Systemic, chronic graft-versus-host disease (GVHD) occurs in many recipients of allogeneic hematopoietic stem cell transplant (allo-HSCT), and ocular effects occur in as many as 90% of patients with chronic GVHD. GVHD can affect the ocular surface, eyelids, lacrimal gland, conjunctiva, and/or cornea, causing conditions such as keratoconjunctivitis sicca, blepharitis, and Meibomian gland dysfunction.

In fact, the National Institutes of Health and other organizations have recommended that patients undergoing HSCT receive baseline ophthalmologic evaluation. An article recently published in Bone Marrow Transplantation sought to elucidate potential baseline factors that may indicate a higher risk for GVHD with ocular manifestations. Previous studies have explored tear and serum cytokines to identify predictive, diagnostic, and prognostic biomarkers for GVHD with ocular effects.

Researchers, led by Alexandra A. Pietraszkiewicz, MD, of the National Eye Institute, part of the National Institutes of Health, conducted a longitudinal cohort study of 40 allo-HSCT recipients and 20 healthy controls. The research team conducted comprehensive ophthalmologic evaluations on the entire sample, including the Ocular Surface Disease Index (OSDI) questionnaire, a detailed ocular surface assessment, and tear and serum biomarker analysis. Other data included tear osmolarity, Schirmer’s test, Oxford corneal staining score, and tear break-up time (TBUT). The researchers compared evaluation results between the two groups, then followed the HSCT recipients over time to see whether any particular factors could predict development of ocular GVHD.

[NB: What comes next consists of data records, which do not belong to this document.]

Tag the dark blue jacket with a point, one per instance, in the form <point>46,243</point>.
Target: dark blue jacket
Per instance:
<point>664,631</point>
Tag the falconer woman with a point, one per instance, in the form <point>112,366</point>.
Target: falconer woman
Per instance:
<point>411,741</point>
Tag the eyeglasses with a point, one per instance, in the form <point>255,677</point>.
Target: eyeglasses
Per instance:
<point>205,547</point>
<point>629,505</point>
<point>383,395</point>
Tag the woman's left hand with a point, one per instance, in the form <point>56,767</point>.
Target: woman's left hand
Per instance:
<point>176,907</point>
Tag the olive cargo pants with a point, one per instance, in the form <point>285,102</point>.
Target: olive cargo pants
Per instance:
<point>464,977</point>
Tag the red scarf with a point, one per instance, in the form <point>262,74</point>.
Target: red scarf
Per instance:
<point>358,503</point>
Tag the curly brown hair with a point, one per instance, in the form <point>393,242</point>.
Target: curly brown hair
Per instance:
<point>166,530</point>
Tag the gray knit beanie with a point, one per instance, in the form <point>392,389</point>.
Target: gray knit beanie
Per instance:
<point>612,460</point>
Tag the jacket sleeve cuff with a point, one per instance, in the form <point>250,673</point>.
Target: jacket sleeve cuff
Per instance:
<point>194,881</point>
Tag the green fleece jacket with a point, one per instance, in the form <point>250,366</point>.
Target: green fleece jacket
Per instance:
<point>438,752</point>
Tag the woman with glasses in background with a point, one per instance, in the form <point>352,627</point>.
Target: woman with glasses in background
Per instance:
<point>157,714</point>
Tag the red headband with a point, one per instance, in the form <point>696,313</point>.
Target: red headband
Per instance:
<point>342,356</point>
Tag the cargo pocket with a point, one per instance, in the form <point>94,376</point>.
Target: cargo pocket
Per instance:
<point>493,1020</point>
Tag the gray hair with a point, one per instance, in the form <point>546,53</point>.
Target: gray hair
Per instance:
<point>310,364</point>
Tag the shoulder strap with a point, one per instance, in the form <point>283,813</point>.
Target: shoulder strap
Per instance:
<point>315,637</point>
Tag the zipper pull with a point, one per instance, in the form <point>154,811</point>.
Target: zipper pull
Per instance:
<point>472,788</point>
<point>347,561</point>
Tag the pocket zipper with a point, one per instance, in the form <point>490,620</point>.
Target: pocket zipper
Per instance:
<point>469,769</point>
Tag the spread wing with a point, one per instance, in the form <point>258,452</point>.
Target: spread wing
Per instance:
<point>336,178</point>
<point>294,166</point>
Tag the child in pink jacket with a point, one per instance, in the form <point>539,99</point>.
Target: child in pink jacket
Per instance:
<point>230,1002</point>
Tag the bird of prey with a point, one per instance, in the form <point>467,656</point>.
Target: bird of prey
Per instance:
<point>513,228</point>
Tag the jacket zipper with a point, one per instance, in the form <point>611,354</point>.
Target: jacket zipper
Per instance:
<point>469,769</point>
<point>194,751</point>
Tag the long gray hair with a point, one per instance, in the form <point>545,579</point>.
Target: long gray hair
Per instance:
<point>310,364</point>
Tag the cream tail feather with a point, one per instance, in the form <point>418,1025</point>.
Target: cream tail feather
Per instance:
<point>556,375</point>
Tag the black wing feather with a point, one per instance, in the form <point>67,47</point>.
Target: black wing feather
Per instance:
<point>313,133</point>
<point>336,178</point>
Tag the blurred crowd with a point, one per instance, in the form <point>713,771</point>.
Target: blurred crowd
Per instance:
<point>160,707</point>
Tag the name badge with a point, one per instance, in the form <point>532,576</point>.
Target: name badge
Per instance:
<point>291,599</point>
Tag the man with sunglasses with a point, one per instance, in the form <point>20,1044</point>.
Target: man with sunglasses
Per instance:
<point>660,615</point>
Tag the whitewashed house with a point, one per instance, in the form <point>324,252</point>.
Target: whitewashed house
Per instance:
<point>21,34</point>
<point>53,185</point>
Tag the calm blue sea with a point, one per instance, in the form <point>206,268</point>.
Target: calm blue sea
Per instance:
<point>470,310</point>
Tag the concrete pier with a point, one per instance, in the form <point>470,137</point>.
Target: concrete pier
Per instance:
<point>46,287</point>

According to analyses, individuals with hematologic disorders preparing for HSCT have a tendency toward dry eye disease. About 38% of the HSCT patients had clinically significant dry eye disease at baseline, compared to 25% of the controls.

Chronic GVHD occurred in 24 (71%) of the allo-HSCT patients, and 21 (62%) developed ocular manifestations. Most patients developed ocular complications within 12 months of transplantation (mean, 6 months).

Among the patients who developed GVHD with ocular effects, the researchers found several factors associated with increased risk of ocular GVHD:

  • increased Oxford corneal staining score
  • decreased TBUT
  • lower Schirmer’s test at diagnosis
  • older age

OSDI, tear osmolarity, and tear and serum biomarkers were not significantly different at baseline and time of GVHD diagnosis.

“These findings emphasize the importance of baseline ophthalmologic evaluations of patients prior to HSCT,” the authors wrote. “Diagnosing ocular GVHD and distinguishing it from dry eye disease in the months following HSCT can be challenging if baseline evaluations are unavailable.”